There are two places that you can use I() in base R:

  • When creating a data frame, you can use it to request that data.frame() not transform the column in any way. It’s one way you can create a list-column in base R:

    x <- list(1, 2:3, 4:6)
    
    # By default, if you give a data frame a list it will try to make
    # each element a column:
    data.frame(x = x)
    #> Error in (function (..., row.names = NULL, check.rows = FALSE, check.names = TRUE, : arguments imply differing number of rows: 1, 2, 3
    
    # But if you wrap it in `I()` it will become a list-column
    data.frame(x = I(x))
    #>         x
    #> 1       1
    #> 2    2, 3
    #> 3 4, 5, 6
  • When fitting a linear model, I() allows you to escape the usual Wilkinson-Rogers interpretation of addition and multiplication and instead created a transformed input:

    # fit a model with three terms: x, y, x:y
    lm(z ~ x * y)
    
    # fit a model with one term: x * y
    lm(z ~ I(x * y))

You’ll see I() used in a variety of places in the tidyverse:

  • In readr, you can use I() to indiate that you are supplying a string containing the literal data, rather than a path giving where to find the data:

    readr::read_csv(I("x,y\n1,2"))
    #> # A tibble: 1 × 2
    #>       x     y
    #>   <dbl> <dbl>
    #> 1     1     2
  • In ggplot2, you can use it to indicate that the values don’t need to be transformed; they’re the literal aeshetic values already. For example, compare the following two plots:

    library(ggplot2)
    
    df <- data.frame(x = 1:2, colour = c("red", "green"))
    
    df |> ggplot(aes(x, fill = colour)) + geom_bar()
    df |> ggplot(aes(x, fill = I(colour))) + geom_bar()

    Two bar plots. In the plot the bars are coloured blue-green and a pinkish red, using the default ggplot2 colour scale. In the second plot, the bars are coloured red and bright green, using the literal R "red" and "green" colours. The first plot has a legend; the second does not.

    Two bar plots. In the plot the bars are coloured blue-green and a pinkish red, using the default ggplot2 colour scale. In the second plot, the bars are coloured red and bright green, using the literal R "red" and "green" colours. The first plot has a legend; the second does not.
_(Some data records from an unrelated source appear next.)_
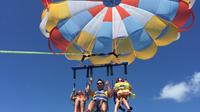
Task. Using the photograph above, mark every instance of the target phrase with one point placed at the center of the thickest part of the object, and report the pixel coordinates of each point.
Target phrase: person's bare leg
(91, 106)
(126, 103)
(117, 102)
(76, 105)
(82, 105)
(104, 107)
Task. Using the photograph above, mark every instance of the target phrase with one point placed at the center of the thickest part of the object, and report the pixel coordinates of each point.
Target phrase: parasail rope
(36, 53)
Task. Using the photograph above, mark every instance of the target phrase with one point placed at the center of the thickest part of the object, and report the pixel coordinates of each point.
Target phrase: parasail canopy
(106, 31)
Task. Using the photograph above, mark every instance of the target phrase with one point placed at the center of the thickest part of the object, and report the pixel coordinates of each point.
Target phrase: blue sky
(38, 83)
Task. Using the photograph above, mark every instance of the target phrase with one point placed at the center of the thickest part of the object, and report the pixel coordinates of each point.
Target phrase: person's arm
(72, 96)
(88, 88)
(109, 89)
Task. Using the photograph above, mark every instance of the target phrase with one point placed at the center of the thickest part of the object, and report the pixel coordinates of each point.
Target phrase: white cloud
(183, 90)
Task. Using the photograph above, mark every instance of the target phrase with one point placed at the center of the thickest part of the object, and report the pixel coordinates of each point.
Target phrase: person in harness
(99, 97)
(122, 90)
(79, 100)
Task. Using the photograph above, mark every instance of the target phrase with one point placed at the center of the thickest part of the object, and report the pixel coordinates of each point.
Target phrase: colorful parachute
(121, 29)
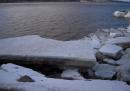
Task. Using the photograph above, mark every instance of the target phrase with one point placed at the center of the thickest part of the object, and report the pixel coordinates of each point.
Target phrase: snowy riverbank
(104, 54)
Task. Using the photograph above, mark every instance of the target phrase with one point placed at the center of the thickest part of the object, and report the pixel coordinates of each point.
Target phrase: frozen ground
(50, 84)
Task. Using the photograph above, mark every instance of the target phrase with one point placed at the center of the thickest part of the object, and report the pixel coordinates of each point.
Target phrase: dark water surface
(56, 20)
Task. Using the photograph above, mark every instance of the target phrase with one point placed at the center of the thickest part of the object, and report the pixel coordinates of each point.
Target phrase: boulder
(104, 71)
(72, 74)
(110, 50)
(123, 73)
(125, 60)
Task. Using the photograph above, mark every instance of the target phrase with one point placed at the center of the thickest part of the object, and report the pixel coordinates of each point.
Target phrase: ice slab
(35, 48)
(122, 41)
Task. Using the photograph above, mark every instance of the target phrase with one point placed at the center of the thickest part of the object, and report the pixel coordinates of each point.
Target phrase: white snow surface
(110, 49)
(12, 72)
(33, 45)
(9, 74)
(95, 42)
(118, 40)
(72, 73)
(68, 85)
(104, 70)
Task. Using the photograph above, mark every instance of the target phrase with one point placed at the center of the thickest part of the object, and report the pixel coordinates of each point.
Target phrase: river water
(58, 20)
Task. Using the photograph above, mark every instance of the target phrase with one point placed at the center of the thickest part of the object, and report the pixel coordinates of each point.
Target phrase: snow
(68, 85)
(35, 46)
(72, 73)
(118, 40)
(104, 71)
(8, 74)
(125, 60)
(19, 71)
(110, 50)
(127, 15)
(119, 14)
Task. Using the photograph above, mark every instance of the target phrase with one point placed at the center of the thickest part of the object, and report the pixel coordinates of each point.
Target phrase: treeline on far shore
(7, 1)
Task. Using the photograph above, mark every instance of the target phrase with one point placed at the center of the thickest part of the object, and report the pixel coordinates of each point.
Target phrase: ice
(79, 51)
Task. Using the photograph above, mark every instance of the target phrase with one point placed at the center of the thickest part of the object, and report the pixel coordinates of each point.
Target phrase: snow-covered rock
(19, 71)
(123, 73)
(37, 49)
(104, 71)
(8, 74)
(119, 14)
(110, 61)
(7, 77)
(122, 41)
(68, 85)
(109, 50)
(125, 60)
(72, 74)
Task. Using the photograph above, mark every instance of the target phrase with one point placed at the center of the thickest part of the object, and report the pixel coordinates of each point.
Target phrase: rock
(25, 79)
(8, 77)
(68, 85)
(125, 60)
(119, 14)
(35, 49)
(121, 41)
(100, 56)
(20, 73)
(112, 51)
(95, 42)
(110, 61)
(123, 73)
(104, 71)
(72, 74)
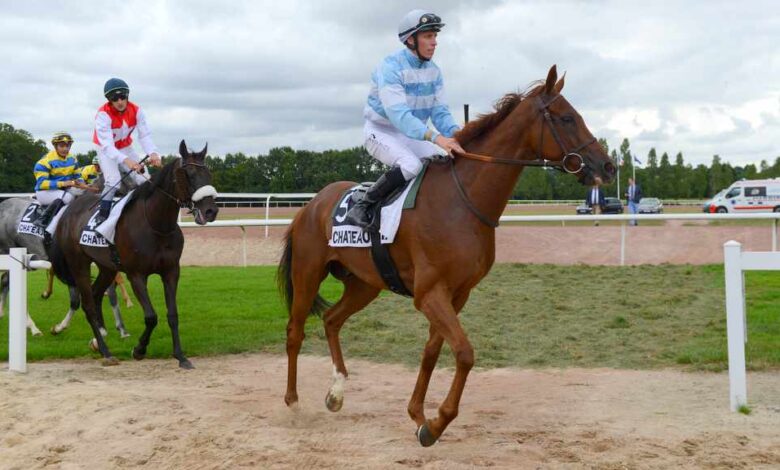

  • httr2, a tool for generating HTTP requests, will automatically escape special characters when constructing a URL. You can use I() to say that you’ve already escaped the string and it doesn’t need further escaping.

How can I use it?

I() wraps adds the "AsIs" class to the object it wraps, so you can detect if I() has been used by checking for inherits(x, "AsIs").

It’s best used for simple cases where there are two possible interpretations for an argument and one of them has more of a sense for being untransformed or unaltered in some way. For example, you could imagine using it instead of fixed() in stringr if there was only a choice between regular expressions and fixed stringr, but it’s not quite powerful.

If you’re using I() for escaping, it’s good practice to wrap any escaped values in I() to indicate that you’ve escaped them. That ensures that you never accidentally double-escape an input. For example, this is how you might write code like what httr2 uses to escape query parameters.

escape_params <- function(x) {
  if (inherits(x, "AsIs")) {
    x
  } else {
    I(curl::curl_escape(x))
  }
}

x <- escape_params("Good morning")
x
#> [1] "Good%20morning"

Wrapping the output in I() ensures that no matter how many times we call escape_params() the string is only escaped once. This is a particularly useful property as your code starts to get more complicated.

escape_params(x)
#> [1] "Good%20morning"

You can see here one of the downsides of using I(): the printed output of wrapped objects are no different from the objects themselves leaving to potentially confusing behaviour when two seemingly identical inputs yield different outputs.